Fediplus (fédération des retraités et préretraités) a publié un article relatif au suicide au grand âge.  Notre société fait peu écho de ce phénomène. Vous découvrirez dans cet article que c’est  au grand âge que le taux de suicide est le plus élevé. Cet article passe en revue les causes et surtout les signaux qui doivent nous alerter.

Si les médias en font peu l’écho, c’est pourtant chez les aînés que le taux de suicide est le plus élevé. Plus on avance en âge et plus le risque suicidaire est élevé avec un sommet pour les hommes de plus de 75 ans. C’est, en effet, l’âge des pertes : perte sociale, perte des aptitudes physiques, perte de la santé, perte des êtres chers. Si nombre de personnes âgées s’adaptent progressivement à ces pertes, cela reste une période à haut risque suicidaire.

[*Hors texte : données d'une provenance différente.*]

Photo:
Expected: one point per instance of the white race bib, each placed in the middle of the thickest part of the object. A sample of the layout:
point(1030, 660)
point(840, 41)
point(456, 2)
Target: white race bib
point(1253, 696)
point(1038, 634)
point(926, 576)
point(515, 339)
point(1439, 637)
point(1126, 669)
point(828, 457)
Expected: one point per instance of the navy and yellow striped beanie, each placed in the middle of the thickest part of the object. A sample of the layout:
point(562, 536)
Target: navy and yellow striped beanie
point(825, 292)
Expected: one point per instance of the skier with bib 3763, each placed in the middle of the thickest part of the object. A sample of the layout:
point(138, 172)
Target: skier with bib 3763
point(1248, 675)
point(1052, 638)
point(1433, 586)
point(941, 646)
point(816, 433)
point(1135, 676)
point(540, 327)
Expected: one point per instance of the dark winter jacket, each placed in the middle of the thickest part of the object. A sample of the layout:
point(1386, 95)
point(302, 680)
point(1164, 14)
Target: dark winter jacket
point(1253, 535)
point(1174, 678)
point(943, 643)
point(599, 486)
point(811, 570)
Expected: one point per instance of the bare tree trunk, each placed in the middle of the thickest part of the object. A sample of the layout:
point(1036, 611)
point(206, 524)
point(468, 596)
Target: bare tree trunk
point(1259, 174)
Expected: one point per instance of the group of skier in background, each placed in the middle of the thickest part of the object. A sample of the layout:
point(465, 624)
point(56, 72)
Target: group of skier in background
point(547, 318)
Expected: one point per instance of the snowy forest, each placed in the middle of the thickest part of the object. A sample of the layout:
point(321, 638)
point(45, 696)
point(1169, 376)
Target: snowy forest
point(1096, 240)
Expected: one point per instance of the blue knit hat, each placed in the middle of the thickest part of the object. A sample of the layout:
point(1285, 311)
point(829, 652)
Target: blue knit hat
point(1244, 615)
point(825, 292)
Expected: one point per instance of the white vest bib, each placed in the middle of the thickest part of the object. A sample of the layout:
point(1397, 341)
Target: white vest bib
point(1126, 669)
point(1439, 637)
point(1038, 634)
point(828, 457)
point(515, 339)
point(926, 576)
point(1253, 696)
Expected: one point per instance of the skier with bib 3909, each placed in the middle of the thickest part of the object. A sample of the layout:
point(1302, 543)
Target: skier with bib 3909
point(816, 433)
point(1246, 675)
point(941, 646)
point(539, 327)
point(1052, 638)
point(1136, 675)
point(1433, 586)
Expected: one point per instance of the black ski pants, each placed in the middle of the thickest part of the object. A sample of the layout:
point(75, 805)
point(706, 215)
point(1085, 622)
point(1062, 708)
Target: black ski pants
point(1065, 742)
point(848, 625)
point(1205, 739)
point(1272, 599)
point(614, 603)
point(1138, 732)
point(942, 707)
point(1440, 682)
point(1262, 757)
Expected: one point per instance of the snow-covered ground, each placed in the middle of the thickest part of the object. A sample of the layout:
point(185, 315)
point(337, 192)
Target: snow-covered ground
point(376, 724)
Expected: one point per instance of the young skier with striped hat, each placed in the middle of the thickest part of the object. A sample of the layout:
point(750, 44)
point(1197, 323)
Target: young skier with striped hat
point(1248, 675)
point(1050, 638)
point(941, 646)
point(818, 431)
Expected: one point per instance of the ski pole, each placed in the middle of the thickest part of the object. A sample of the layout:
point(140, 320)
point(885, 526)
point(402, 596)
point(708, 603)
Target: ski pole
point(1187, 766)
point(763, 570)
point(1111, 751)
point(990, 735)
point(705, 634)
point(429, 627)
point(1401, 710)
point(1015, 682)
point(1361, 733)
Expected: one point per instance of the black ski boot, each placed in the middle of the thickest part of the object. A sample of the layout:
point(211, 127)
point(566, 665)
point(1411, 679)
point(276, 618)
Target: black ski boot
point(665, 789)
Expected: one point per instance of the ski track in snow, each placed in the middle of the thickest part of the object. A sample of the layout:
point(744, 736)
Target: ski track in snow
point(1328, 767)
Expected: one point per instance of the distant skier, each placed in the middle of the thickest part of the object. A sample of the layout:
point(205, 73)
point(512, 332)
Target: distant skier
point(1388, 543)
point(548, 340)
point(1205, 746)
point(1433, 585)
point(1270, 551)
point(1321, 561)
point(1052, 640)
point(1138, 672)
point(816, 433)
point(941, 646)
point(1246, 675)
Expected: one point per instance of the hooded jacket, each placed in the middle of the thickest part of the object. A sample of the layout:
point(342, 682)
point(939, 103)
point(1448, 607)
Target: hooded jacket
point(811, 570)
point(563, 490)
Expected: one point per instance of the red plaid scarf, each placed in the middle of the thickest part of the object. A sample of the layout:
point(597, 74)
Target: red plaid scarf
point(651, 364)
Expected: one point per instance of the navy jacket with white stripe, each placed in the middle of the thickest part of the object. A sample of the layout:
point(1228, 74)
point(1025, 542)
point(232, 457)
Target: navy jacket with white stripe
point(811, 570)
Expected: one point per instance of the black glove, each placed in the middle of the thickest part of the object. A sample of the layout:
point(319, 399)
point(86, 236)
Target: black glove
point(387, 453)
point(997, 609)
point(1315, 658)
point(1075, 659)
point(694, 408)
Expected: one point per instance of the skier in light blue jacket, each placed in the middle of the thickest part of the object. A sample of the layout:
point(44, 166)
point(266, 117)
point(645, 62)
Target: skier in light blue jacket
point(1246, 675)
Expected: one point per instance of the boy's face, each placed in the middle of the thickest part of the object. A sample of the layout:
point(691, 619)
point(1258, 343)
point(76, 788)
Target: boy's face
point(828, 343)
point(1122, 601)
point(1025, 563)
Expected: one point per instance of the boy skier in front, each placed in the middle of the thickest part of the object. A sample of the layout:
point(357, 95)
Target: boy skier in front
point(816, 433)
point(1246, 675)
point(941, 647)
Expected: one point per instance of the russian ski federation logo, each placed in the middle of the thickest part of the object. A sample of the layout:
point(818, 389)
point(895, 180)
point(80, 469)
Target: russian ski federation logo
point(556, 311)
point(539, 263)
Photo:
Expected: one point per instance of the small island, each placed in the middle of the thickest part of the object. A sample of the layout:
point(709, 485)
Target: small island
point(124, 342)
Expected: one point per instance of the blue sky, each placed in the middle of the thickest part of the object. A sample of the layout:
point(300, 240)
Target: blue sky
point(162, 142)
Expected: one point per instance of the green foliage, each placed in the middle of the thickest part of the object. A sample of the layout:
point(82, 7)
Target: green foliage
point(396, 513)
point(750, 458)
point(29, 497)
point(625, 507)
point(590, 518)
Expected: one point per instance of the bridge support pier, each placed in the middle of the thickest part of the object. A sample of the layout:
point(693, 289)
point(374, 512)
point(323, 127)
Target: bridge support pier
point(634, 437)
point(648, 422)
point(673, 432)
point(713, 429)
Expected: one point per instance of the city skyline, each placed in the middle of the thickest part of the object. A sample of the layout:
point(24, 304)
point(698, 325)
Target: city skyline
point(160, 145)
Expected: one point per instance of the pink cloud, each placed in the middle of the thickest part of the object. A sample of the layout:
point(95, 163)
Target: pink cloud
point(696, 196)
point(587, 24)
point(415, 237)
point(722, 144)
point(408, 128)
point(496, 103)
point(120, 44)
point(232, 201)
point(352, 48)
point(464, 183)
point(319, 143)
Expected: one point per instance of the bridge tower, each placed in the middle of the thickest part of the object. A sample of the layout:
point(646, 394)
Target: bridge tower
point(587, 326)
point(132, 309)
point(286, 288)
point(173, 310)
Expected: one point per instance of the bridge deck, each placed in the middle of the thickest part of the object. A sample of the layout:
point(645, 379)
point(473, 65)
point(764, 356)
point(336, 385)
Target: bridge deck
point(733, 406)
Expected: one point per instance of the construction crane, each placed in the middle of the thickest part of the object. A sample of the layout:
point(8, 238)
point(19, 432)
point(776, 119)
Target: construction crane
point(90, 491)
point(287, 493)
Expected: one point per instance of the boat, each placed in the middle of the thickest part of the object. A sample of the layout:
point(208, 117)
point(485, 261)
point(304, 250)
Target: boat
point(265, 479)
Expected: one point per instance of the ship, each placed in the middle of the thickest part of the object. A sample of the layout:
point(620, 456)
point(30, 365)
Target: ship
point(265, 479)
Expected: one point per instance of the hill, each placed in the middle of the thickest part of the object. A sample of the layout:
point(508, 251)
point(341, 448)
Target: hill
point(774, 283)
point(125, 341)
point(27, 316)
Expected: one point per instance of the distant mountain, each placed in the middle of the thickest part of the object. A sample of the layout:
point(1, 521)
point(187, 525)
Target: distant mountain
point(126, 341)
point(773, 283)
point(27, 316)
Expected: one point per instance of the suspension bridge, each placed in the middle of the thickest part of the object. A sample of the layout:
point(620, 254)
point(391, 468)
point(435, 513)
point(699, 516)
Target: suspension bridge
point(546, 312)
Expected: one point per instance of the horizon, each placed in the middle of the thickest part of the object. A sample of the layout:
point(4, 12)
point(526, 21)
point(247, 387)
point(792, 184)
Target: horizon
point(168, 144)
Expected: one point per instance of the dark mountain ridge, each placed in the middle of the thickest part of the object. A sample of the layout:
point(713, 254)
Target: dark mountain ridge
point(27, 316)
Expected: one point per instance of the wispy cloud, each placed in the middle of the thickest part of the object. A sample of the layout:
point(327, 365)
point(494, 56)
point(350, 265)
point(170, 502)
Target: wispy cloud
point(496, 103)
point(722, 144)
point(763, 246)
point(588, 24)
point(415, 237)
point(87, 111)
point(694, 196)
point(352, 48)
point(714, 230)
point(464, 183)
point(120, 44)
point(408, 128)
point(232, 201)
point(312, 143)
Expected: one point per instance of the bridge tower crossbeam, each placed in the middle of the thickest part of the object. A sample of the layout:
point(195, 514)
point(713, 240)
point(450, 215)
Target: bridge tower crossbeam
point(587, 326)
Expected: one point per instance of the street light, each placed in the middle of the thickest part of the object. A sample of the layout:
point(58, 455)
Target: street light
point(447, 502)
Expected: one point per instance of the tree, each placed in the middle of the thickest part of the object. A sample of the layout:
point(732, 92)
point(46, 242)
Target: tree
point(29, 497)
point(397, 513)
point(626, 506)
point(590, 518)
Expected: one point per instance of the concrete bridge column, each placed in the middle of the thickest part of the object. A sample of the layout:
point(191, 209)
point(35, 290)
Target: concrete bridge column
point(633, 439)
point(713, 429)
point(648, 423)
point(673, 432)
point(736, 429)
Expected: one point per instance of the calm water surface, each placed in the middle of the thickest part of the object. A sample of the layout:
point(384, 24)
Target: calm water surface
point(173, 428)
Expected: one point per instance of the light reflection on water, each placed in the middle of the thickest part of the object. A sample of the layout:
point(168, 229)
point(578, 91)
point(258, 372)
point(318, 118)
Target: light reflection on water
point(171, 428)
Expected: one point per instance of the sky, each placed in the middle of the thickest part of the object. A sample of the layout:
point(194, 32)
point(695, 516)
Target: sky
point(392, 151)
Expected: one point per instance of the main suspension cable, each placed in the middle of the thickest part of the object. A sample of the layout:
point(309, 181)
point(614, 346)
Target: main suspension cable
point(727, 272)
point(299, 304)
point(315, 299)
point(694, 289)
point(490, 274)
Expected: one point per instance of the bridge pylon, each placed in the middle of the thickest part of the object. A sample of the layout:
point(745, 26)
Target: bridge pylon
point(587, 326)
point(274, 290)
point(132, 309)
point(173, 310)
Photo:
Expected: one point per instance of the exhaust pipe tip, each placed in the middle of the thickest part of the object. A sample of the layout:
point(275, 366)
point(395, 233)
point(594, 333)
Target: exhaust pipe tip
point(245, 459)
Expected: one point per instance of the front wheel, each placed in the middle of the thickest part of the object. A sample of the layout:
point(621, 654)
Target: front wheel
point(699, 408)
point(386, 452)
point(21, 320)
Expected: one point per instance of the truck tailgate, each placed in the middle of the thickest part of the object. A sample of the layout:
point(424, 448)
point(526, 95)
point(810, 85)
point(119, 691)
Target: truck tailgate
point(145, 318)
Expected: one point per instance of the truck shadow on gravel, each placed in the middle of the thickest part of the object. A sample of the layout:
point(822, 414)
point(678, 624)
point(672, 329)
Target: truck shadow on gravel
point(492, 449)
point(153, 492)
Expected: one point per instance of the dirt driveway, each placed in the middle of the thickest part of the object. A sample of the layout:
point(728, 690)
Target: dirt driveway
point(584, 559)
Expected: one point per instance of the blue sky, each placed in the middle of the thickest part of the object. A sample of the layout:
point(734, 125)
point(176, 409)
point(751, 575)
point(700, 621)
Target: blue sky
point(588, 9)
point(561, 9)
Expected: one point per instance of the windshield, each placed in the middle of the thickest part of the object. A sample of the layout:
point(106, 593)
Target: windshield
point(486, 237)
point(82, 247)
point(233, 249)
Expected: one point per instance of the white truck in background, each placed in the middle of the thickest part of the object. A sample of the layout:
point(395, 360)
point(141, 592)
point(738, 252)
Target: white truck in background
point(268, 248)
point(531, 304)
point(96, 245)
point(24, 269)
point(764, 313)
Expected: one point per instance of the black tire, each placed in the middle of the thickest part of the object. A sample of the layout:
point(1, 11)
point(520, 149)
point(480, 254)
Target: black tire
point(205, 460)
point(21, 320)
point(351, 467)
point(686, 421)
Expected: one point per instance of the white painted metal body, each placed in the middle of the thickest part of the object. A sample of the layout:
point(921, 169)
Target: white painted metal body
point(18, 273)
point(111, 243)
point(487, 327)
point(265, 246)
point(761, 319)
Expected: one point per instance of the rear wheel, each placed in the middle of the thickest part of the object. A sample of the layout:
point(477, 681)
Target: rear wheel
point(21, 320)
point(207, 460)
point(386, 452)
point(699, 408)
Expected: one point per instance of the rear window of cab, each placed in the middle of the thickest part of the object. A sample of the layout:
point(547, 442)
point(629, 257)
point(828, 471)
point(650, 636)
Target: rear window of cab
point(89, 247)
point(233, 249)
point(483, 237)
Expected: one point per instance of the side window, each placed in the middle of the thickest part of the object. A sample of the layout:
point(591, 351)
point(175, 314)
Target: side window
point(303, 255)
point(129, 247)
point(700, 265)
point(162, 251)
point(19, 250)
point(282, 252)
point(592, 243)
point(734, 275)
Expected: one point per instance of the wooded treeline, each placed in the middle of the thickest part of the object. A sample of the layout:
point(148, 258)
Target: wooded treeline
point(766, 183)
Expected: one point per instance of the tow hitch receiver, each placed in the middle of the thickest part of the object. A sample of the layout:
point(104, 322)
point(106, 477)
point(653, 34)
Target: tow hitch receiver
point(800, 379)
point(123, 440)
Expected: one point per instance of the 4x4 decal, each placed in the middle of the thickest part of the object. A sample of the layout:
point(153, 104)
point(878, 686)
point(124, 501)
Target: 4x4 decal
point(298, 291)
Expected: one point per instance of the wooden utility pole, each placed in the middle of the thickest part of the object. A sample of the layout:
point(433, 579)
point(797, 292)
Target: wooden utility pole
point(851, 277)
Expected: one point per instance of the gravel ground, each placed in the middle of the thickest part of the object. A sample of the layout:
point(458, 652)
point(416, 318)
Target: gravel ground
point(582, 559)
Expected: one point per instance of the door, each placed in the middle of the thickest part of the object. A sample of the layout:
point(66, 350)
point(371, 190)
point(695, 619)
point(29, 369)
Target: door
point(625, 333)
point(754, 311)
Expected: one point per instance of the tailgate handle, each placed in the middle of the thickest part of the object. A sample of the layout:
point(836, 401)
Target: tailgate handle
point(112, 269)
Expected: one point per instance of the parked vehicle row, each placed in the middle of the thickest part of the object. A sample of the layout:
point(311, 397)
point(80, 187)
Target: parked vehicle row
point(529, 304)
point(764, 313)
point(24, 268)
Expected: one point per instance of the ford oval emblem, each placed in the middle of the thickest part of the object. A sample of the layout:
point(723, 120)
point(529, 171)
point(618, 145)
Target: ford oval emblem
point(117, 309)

Cachez ce mal-être que je ne pourrais voir

Le plus souvent, nous détournons le regard face au mal-être de nos aînés. Cela nous met mal à l’aise car cela nous confronte à la peur de vieillir et à l’idée de la mort.  Cette mort volontaire de nos aînés nous mobilise aussi moins que celle des jeunes car procèderait d’un phénomène « normal ». Or, l’acte de mettre fin à ses jours n’a rien de normal pas plus qu’un état dépressif chez la personne âgée, premier facteur déclencheur du suicide. D’autre part, les personnes âgées éprouvent des difficultés à reconnaître qu’elles sont déprimées. Elles vont plutôt l’exprimer par des plaintes somatiques, existentielles ou hypocondriaques indisposant le plus souvent l’entourage lequel considère souvent à tort que ces plaintes  sont simplement à mettre sur le compte du vieillissement. On attribue, de la sorte, erronément au processus de vieillissement normal les symptômes de la dépression tels que la perte d’intérêt, l’asthénie, la perte d’énergie, la diminution de l’appétit, la modification du sommeil, le ralentissement psychomoteur et les difficultés à penser et à se concentrer. On banalise le fait qu’une personne âgée s’ennuie, se sente inutile ou dévalorisée.

Il n’est, cela dit, jamais simple pour l’entourage ni même pour le corps médical de distinguer ce qui procède véritablement du vieillissement cérébral,- menant à une perte d’intérêt, des troubles mnésiques avec troubles du jugement, troubles du langage et du comportement,- d’une dépression de la personne âgée.

 

Les causes du suicide sont multiples chez le sujet âgé. On peut citer, notamment,

  •        La perte du conjoint et les multiples deuils d’amis ou de connaissances
  •        La diminution des facultés physiques et cognitives
  •        Les problèmes de santé
  •        La perte progressive d’autonomie
  •        L’entrée en maison de repos
  •        La perte des repères dans le quotidien
  •        Les séparations familiales, amicales et sociales.

 

Face au risque de suicide, quels sont les signaux d’alerte auxquels nous devons rester attentifs ?

 

Les chiffres du suicide dans ces tranches d’âge avancé sont souvent sous-estimés dans la mesure où la nature suicidaire de certains décès peut passer inaperçue par le refus de traitements vitaux, de conduites addictives, d’automutilations, de syndrome de glissement qui sont autant d’équivalents suicidaires. Par ailleurs, les personnes âgées ont une telle détermination à se suicider, qu’il s’avère extrêmement rare qu’elles n’aboutissent pas. En témoignent la violence des moyens les plus fréquemment utilisés : pendaison, arme à feu, défenestration, intoxication volontaire, noyade. Contrairement au phénomène chez les jeunes, on ne peut pas véritablement parler de tentative de suicide comme valeur d’appel. Il convient, dès lors, d’intervenir en amont en identifiant les signaux d’alerte avant le passage à l’acte. Ceux-ci sont, notamment, :

  •    Le sentiment d’inutilité et d’incapacité : « je suis une charge, je ne sers à rien, je ne peux plus rien faire »
  •    Le désinvestissement des activités et des relations, l’indifférence, la régression
  •    Les troubles de l’alimentation et du sommeil
  •    Le refus du vieillissement
  •    Des plaintes diverses et répétées concernant le quotidien.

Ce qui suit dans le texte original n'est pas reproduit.